Bambang juga mengkritik langkah Polri yang justru lebih memilih mencari Ismail Bolong ketimbang berfokus pada LHP dari Propam. Pasalnya, kata dia, LHP yang diterbitkan Propam itu merupakan bukti formil penyelidikan yang telah dilakukan Polri dalam kasus itu.

"Klarifikasi soal suratnya tanggal 7 April 2022, tekankan saja pada klarifikasi itu, mulai dari situ jangan lepas dari surat Kadiv Propam karena itu bukti formil," ujarnya ketika dikonfirmasi, Senin (5/12).

Karenanya, ia menilai langkah yang diambil Polri dalam kasus ini cenderung lamban dan tidak serius. Mengingat sebelum pengakuan Ismail Bolong viral ke publik, LHP Propam sudah lebih dahulu terbit.

Menurutnya, kesulitan Polri dalam mengungkap kasus suap tambang ilegal tersebut salah satunya dikarenakan adanya konflik kepentingan dalam internal Polri.

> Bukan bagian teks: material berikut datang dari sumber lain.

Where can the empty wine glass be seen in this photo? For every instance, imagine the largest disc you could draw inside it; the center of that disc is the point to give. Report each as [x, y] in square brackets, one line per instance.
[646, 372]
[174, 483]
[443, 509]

"Saling ada kepentingan, konflik kepentingan pasti," ucapnya.

Di sisi lain, Bambang juga mengkritik langkah Polri yang tak kunjung membeberkan hasil pemeriksaan kasus dugaan tambang ilegal terhadap keluarga Ismail Bolong.

Padahal menurutnya Polri harus segera mengungkap kasus ini agar tidak menimbulkan kecurigaan. Mengingat kasus ini telah menjadi perhatian publik.

"Harus segera diungkap, nanti menimbulkan kecurigaan-kecurigaan, asumsi-asumsi kemana-mana kan," tuturnya.

"Di era keterbukaan seperti saat ini, dan seperti komitmen Kapolri soal transparansi dan segera dibuka dan ya tidak sesuai dengan, kalau ditutupi ya tidak sesuai dengan semangat transparansi dan berkeadilan," sambungnya.

Ismail menjadi perbincangan usai mengaku pernah menyerahkan uang hasil kegiatan tambang ilegal di Kaltim senilai Rp6 miliar kepada Komjen Agus Andrianto selaku Kabareskrim.

Namun, beberapa waktu setelahnya, Ismail justru menyampaikan permintaan maaf kepada Agus. Ia mengaku pernyataan awalnya dibuat di bawah tekanan Brigjen Hendra Kurniawan yang kala itu masih menjabat sebagai Karopaminal Polri.

Brigjen Hendra Kurniawan telah mengamini adanya dugaan keterlibatan Agus dalam tambang ilegal di Kaltim. Agus disebut menerima setoran sebagai uang koordinasi.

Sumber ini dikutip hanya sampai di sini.